3Q24 Operational Highlights

Retail Gas Sales:
In the first nine months of 2024, ENN’s retail gas sales volume reached 18,819 million cubic meters, growing by 4.8% year-over-year (YoY). Growth primarily came from commercial and industrial (C&I) customers, with a sales volume of 14,843 million cubic meters (+5.7% YoY). Sales to residential customers increased by 3.4% YoY, reaching 3,748 million cubic meters.

Integrated Energy Sales:
The integrated energy segment reported 21.4% YoY growth in sales volume over the same period, with a slight dip to 13.3% growth in 3Q24 due to seasonality and shifts in sales structure. The company’s focus on higher-margin segments led to reduced contributions from lower-margin power generation.

Installation Pace:
The pace of new installations slowed, with newly-developed residential households down by 19.2% YoY, totaling 1.1 million units. Designed daily capacity installations for C&I customers also decreased by 12.6% YoY to 11,133,000 cubic meters.

Financial Highlights

Year Net Turnover (RMB million) EBITDA (RMB million) Net Profit (RMB million) EPS (RMB) P/E Ratio Dividend Yield (%)
2023 Actual 113,858 12,219 6,816 6.0 8.8 0.1
2024 Forecast 114,379 12,015 6,742 6.0 8.9 0.0
2025 Forecast 122,776 13,766 7,682 6.8 7.8 0.1
2026 Forecast 131,348 15,102 8,404 7.4 7.1 0.1

Key Strategies and Developments

Margin Stability and Gas Supply:
ENN maintained its dollar margin guidance at RMB 0.54 per cubic meter for FY24, supported by a mild winter forecast and a steady gas supply. Management anticipates lower gas procurement costs, primarily due to lower oil prices and favorable contracts with suppliers like PetroChina and Sinopec.
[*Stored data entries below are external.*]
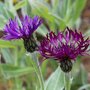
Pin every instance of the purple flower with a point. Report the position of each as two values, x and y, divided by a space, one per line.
24 30
28 25
64 47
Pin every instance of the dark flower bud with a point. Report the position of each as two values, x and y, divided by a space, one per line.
66 65
30 44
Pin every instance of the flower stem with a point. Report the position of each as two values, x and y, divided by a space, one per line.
67 81
38 70
40 76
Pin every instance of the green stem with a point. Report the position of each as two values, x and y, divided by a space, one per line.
67 81
38 70
40 76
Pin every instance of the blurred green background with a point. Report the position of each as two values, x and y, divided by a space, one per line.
17 68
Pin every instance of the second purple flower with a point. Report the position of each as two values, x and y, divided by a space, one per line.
28 25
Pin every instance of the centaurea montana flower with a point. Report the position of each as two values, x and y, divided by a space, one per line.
28 25
64 47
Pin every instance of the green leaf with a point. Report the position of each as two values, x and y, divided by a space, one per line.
20 4
28 7
11 71
6 44
7 56
55 81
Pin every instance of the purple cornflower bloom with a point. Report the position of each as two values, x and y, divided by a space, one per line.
64 47
28 25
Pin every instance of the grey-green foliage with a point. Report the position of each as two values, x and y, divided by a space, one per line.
58 14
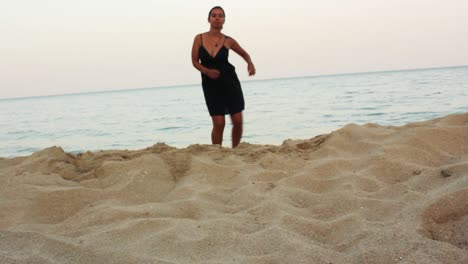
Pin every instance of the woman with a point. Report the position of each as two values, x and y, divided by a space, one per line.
221 87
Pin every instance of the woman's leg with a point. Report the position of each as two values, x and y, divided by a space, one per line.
218 129
236 128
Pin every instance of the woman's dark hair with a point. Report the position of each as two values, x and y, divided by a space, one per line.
216 7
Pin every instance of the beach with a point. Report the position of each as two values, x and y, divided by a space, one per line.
360 194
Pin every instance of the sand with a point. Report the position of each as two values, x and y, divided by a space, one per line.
361 194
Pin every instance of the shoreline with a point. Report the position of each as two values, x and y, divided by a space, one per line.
360 194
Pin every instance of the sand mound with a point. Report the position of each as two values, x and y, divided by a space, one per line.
361 194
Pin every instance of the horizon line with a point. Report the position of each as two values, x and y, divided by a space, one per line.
268 79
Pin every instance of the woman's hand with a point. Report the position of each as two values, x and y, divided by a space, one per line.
251 69
212 73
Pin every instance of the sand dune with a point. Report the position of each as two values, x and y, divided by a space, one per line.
361 194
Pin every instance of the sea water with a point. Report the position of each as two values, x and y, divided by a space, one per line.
279 109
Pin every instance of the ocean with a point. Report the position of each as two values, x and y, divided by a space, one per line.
276 110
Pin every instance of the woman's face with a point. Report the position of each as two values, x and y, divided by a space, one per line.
216 18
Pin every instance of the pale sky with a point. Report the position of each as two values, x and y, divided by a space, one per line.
68 46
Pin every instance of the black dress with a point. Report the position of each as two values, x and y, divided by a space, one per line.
224 94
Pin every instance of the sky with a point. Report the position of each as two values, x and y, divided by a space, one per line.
53 47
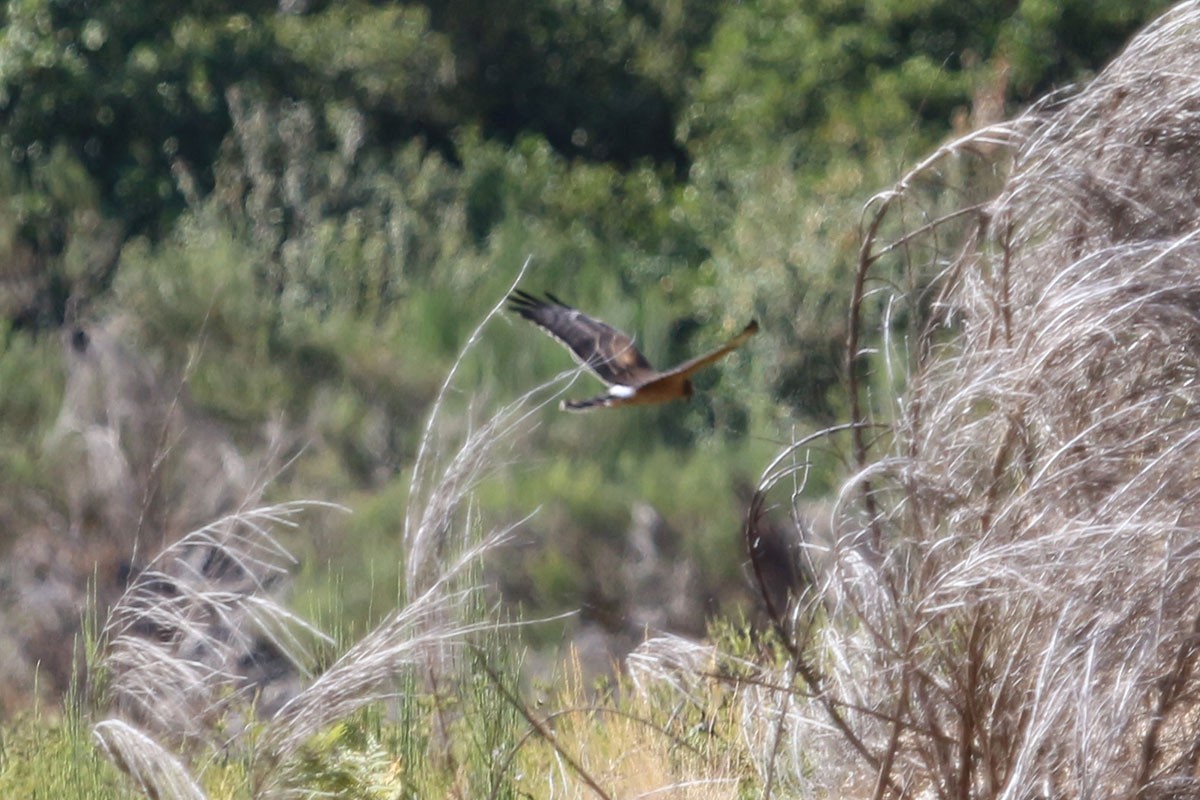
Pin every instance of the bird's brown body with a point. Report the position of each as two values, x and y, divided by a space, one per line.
612 356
Cost Pass-Through and LNG Trading Gains:
The company has completed cost pass-through on 59% of its residential projects (by sales volume) and aims to increase this to 80% by year-end, with ongoing approvals in core cities. Pre-tax LNG trading gains for 9M24 stood at RMB 280 million, aligning with the annual target of RMB 300 million, though significantly lower than the previous year’s RMB 1.5 billion.

Capital Expenditure and Share Buybacks:
With a capex budget of RMB 8 billion for the year, ENN plans to redirect unspent funds toward debt repayment, share buybacks, and potentially dividend distributions, pending board approval. The ongoing US$100 million share repurchase program has been completed for the employee share scheme, with remaining shares intended for cancellation.

Challenges and Risks

  • Economic Conditions: Slower industrial activity and subdued new installations in the residential and C&I segments reflect challenges tied to the broader economic environment.
  • Competitive LNG Trading: Lower LNG trading gains could impact ENN’s earnings, with management highlighting that domestic operations remain the focus, while overseas opportunities are pursued selectively.

Outlook and Recommendation

Target Price and Rating:
The report maintains a “HOLD” recommendation, with a target price of HK$58.40, based on a DCF valuation model (WACC at 10%, terminal growth at 3%). Key growth areas include expanding the C&I customer base and integrated energy operations, while a gradual increase in cost pass-through rates is expected to stabilize dollar margins.

Catalysts:
Potential growth drivers include stronger-than-expected gas demand, successful share buybacks, and increased operational efficiencies.